Ello no implica que estas niñas lo lleven fácil. Sus responsabilidades rebasan en algunos casos lo que corresponde a su pequeña edad. Así sucede con Monste, a quien le toca cuidar a su muy anciana abuela: la baña, le da de comer, le prueba diferentes lentes, pero sobre todo platica con ella.

Luzma por su parte tiene que ayudar a su mamá a cuidar a los borregos, que de repente se salen del redil y hay que buscarlos en medio de una pertinaz lluvia. Y Sarahí, la más pequeña, se toma muy en serio su papel como maestra de sus compañeros más chiquitos en la escuela. En una de las mejores secuencias de la película (y me atrevo a decir que de la carrera de Tatiana Huezo) vemos a Sarahí dando con toda devoción su clase, mientras que la cámara nos revela que sus alumnos son sus propias muñecas a la vez que un perrito, muy atento, asoma por debajo de la puerta para él también tomar la clase.

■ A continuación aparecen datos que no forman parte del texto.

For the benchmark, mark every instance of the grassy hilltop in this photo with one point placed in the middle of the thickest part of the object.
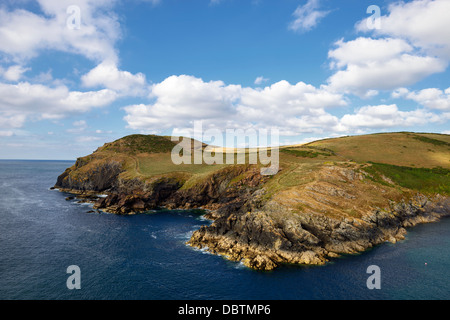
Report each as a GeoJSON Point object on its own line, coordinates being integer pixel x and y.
{"type": "Point", "coordinates": [411, 160]}
{"type": "Point", "coordinates": [329, 197]}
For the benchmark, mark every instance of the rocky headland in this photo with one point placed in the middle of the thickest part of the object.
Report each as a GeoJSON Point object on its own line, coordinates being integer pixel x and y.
{"type": "Point", "coordinates": [308, 213]}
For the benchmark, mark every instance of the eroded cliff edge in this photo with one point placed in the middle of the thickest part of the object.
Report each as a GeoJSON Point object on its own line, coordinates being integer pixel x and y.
{"type": "Point", "coordinates": [329, 210]}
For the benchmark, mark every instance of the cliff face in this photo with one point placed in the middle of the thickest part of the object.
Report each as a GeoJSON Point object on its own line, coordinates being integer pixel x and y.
{"type": "Point", "coordinates": [262, 231]}
{"type": "Point", "coordinates": [262, 243]}
{"type": "Point", "coordinates": [313, 210]}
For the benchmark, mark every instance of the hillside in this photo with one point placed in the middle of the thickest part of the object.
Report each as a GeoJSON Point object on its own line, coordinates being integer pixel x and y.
{"type": "Point", "coordinates": [330, 197]}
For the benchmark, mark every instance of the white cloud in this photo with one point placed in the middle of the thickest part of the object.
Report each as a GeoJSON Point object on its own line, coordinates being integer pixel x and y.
{"type": "Point", "coordinates": [385, 116]}
{"type": "Point", "coordinates": [14, 73]}
{"type": "Point", "coordinates": [260, 80]}
{"type": "Point", "coordinates": [363, 51]}
{"type": "Point", "coordinates": [108, 75]}
{"type": "Point", "coordinates": [424, 23]}
{"type": "Point", "coordinates": [180, 100]}
{"type": "Point", "coordinates": [307, 16]}
{"type": "Point", "coordinates": [431, 98]}
{"type": "Point", "coordinates": [23, 34]}
{"type": "Point", "coordinates": [21, 101]}
{"type": "Point", "coordinates": [368, 64]}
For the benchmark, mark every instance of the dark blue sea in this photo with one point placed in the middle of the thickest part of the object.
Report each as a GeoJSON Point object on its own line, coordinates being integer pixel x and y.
{"type": "Point", "coordinates": [145, 256]}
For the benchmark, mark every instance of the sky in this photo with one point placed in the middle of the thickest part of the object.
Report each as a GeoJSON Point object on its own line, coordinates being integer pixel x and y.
{"type": "Point", "coordinates": [75, 74]}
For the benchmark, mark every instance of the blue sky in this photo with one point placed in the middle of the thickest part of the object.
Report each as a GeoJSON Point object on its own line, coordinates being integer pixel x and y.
{"type": "Point", "coordinates": [70, 82]}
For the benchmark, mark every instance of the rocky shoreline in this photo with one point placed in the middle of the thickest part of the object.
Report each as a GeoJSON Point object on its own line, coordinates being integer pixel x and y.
{"type": "Point", "coordinates": [255, 229]}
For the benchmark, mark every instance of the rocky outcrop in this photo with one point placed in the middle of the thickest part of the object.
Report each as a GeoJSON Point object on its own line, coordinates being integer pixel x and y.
{"type": "Point", "coordinates": [252, 226]}
{"type": "Point", "coordinates": [263, 243]}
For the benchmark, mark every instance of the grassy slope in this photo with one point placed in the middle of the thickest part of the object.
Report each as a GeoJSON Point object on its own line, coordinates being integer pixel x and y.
{"type": "Point", "coordinates": [396, 156]}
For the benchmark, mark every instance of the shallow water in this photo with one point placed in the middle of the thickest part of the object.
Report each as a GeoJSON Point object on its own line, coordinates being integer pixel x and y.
{"type": "Point", "coordinates": [145, 256]}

La cotidianidad de estas niñas es todo menos rutinaria, a cada paso que dan, las dudas se incrementan y su visión sobre lo que quieren para ellas se nutre con los micromachismos que van descubriendo a su alrededor: la historia de la abuela, una cantante que dejó todo por cuidar a sus hijos y al marido, la historia de la madre que a los catorce “se juntó” con un hombre y tuvo que dejar la escuela para cuidar a los hijos, o los dichos del padre, quien instruye a uno de sus hijos a no levantar los platos de la mesa puesto que “para eso están las mujeres”.

Son justo los ecos de la vida de sus padres que resuenan en los oídos de Montse, Luzma y Sarahí, quienes empiezan a imaginar un futuro distinto, ya sea como veterinarias, o de plano como soldados del ejército mexicano.

Sin tremendismo de ninguna especie, sin la pornomiseria que a tantos documentalistas les encanta retratar, Tatiana Huezo tiene en ‘El Eco’ una de sus mejores cintas, un híbrido que lo mismo roza ficción con realidad, con personajes entrañables que muestran algo que hasta ahora estaba ausente de la filmografía de la directora: un atisbo de esperanza.